Last updated: MAR 02 2014 @ 00:51 PST
This area is being recovered, piece by piece, from one of my
dead areas on another site. Stay tuned, more stuff is coming!
U3 Partition Remover
If you've ever purchased one of those Sandisk Cruzer USB thumbdrives, you likely have noticed an extra partition (CDFS format) on the drive that is designed for use with U3... which is supposed to be a useful source of applications and such stuff. However, in some cases (many workplaces in fact) use of such devices with unauthorized files that can't be removed by normal methods is completely verboten by quite understandable data security policies.

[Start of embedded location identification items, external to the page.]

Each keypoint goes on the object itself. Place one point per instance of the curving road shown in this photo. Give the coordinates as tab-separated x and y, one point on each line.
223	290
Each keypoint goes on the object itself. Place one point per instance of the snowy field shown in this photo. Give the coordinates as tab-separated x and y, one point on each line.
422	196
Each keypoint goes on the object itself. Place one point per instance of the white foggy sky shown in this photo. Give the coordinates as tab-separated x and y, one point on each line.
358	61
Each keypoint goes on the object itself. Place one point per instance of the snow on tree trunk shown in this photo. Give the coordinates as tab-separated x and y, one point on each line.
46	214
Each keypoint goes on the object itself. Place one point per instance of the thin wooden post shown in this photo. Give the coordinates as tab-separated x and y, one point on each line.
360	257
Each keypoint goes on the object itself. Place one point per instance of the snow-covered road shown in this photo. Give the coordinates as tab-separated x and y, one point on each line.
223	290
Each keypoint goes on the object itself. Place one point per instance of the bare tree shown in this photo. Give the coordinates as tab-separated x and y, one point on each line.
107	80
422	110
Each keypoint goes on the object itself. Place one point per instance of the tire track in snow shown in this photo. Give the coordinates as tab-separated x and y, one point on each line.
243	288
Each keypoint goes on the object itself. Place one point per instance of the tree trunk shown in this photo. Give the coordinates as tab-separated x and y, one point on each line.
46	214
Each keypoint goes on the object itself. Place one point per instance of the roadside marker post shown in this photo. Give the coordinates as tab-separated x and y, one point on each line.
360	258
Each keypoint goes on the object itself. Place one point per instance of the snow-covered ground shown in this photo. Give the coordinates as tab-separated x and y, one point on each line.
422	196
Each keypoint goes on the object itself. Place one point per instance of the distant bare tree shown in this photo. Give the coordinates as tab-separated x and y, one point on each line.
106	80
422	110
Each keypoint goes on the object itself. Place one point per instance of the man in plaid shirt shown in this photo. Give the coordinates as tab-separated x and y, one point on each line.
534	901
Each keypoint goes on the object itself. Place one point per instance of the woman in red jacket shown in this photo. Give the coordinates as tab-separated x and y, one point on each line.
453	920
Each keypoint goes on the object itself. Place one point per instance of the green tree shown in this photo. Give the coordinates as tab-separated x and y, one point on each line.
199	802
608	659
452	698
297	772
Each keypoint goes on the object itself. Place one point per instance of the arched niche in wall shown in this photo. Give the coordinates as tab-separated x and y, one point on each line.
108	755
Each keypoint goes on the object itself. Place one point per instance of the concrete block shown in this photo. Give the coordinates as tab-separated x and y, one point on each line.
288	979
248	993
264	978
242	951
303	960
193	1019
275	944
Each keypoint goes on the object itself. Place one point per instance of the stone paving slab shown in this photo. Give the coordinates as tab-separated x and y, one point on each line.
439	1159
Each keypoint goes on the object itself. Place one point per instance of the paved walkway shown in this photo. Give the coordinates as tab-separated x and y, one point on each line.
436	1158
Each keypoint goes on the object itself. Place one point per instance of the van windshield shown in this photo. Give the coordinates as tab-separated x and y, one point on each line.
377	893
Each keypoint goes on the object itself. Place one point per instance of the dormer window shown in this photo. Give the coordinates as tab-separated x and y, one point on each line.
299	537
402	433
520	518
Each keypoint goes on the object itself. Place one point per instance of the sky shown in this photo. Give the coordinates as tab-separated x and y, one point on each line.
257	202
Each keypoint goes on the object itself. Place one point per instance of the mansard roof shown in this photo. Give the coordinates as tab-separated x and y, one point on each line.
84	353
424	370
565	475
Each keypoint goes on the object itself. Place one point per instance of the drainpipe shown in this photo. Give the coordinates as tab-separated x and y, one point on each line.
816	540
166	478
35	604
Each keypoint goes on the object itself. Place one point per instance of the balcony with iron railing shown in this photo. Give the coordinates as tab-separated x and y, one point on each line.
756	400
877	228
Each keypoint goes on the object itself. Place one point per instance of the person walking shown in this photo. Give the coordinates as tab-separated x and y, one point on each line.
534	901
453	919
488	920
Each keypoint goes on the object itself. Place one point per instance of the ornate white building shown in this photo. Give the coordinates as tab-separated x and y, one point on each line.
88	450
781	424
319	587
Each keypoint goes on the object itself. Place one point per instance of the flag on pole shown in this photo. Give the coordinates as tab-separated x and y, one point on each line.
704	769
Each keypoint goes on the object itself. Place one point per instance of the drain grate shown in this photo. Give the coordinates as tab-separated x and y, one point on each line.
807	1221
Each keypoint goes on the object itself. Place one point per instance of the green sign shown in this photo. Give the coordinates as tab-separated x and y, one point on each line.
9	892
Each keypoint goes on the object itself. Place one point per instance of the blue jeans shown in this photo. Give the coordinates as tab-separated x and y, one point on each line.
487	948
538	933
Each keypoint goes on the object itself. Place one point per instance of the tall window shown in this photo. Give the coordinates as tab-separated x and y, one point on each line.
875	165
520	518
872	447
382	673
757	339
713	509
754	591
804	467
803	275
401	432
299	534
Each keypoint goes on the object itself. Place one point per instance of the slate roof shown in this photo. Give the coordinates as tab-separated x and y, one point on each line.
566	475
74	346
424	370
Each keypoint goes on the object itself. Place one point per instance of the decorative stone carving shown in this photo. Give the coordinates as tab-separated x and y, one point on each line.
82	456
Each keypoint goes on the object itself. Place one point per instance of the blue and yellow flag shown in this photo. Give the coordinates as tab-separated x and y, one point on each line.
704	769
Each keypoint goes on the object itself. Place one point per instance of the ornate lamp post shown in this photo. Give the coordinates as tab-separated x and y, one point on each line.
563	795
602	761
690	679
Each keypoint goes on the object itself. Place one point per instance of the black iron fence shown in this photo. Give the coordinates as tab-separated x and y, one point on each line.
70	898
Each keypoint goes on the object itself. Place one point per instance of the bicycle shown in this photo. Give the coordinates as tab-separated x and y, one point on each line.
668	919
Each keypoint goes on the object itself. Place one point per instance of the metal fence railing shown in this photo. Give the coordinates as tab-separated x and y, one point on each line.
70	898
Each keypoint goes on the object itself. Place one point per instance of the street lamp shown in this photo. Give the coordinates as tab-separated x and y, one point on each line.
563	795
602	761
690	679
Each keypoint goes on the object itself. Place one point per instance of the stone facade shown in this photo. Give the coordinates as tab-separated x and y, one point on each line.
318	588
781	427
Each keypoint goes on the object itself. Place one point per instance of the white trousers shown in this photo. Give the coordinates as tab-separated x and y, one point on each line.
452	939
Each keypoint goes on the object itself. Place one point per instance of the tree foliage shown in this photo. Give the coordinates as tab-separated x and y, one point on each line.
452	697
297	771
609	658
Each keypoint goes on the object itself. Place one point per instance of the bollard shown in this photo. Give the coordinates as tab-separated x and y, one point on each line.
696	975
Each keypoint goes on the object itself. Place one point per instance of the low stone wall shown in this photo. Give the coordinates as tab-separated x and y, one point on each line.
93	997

If you have access to a Windows system, you can at least use the U3 Uninstall Utility [1091719 bytes], at one point provided easily on the Sandisk website, to completely nuke the offending crapware and have a perfectly blank, single partition, normal thumbdrive. I have it here because the last time I tried to get it, the site was a near un-navigable hell. Screw that!
It is not known whether there is a utility for Mac or with
Unix/Linux systems that finds and kills the extra partition. I
hope so... nobody needs to put up with this crap!
TwinFiles and VisiPics
I collect a lot of stuff. Anyone who has taken even the most cursory glance at my links here is probably saying 'DUH!'... Well, as one amasses tens, or even hundreds of thousands of pictures, music, and other internet flotsam, one is more likely than not to run into the situation of duplicate files. For Windows users, there are two utilities that can really save your sanity, and the first is the incredibly simple (and obviously named) Twin Files.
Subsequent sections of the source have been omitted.